Creating a Comprehensive Collector
Select the type of collector:
Click on Edit your script to review what data will be collected. Tick a box if you want to acquire memory. General recommendation - acquire memory whenever it is possible (legal, bandwidth, HR approvals etc.). Memory forensics is an invaluable source of information and essential part of every investigation.
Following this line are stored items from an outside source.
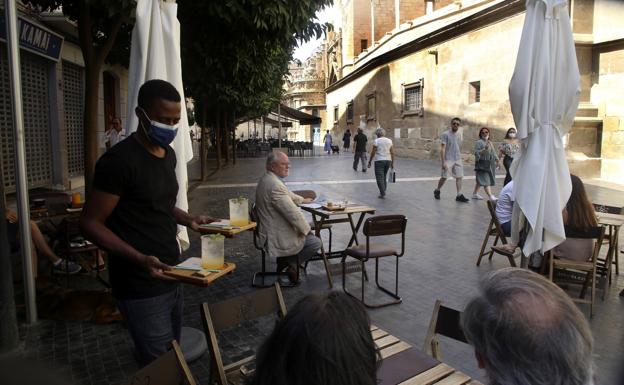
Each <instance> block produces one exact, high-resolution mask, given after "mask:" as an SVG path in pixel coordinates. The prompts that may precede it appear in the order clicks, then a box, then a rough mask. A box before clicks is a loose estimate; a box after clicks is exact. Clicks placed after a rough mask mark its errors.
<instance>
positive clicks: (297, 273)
mask: <svg viewBox="0 0 624 385" xmlns="http://www.w3.org/2000/svg"><path fill="white" fill-rule="evenodd" d="M249 219H251V221H252V222H256V223H257V226H256V228H255V229H254V231H253V239H254V247H255V248H256V249H257V250H259V251H260V255H261V257H262V270H260V271H258V272H255V273H254V275H253V277H252V278H251V286H253V287H271V286H273V285H274V284H275V283H276V282H277V281H278V280H279V278H280V277H287V274H286V273H282V272H279V271H267V269H266V259H267V254H268V253H267V251H266V248H265V247H264V245H261V244H260V240H259V238H260V235H259V230H260V221H259V220H258V214H257V212H256V204H255V203H253V204H252V205H251V208H250V209H249ZM298 275H299V259H297V276H298ZM296 285H297V282H291V283H286V282H283V283H282V286H284V287H293V286H296Z"/></svg>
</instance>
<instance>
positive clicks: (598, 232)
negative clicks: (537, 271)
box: [547, 226, 606, 317]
At the bottom of the window select the name of the folder where collector will be stored and then press OK.
Creating an IOC Collector
Select IOC Search Collector:
Select a folder containing indicators of compromise (see how to create IOC):
Redline will parse content of the folder and display names of all IOCs:
Select IOCs that should be included in the collector and than follow the same steps for creating a Comprehensive Collector. With know-how about building collectors, scenario in place and basic process, incident handlers are ready to collect data and investigate suspicious activity. In part 2 we will start the analysis with Redline.
If you are wondering at this point why not just pull a plug, or separate suspected machine from a network, create a forensic image and perform full blown forensics? Bear with me until the end of the series. However if you are really impatient, using collectors allows you to act faster and start investigation and basic containment while your forensic images are still uploading or waiting for segregation in Fedex storage room. Oh, by the way it is far more easier to get approval for ‘acquiring metadata’ rather than full image straight away, especially when user traffic and data is involved.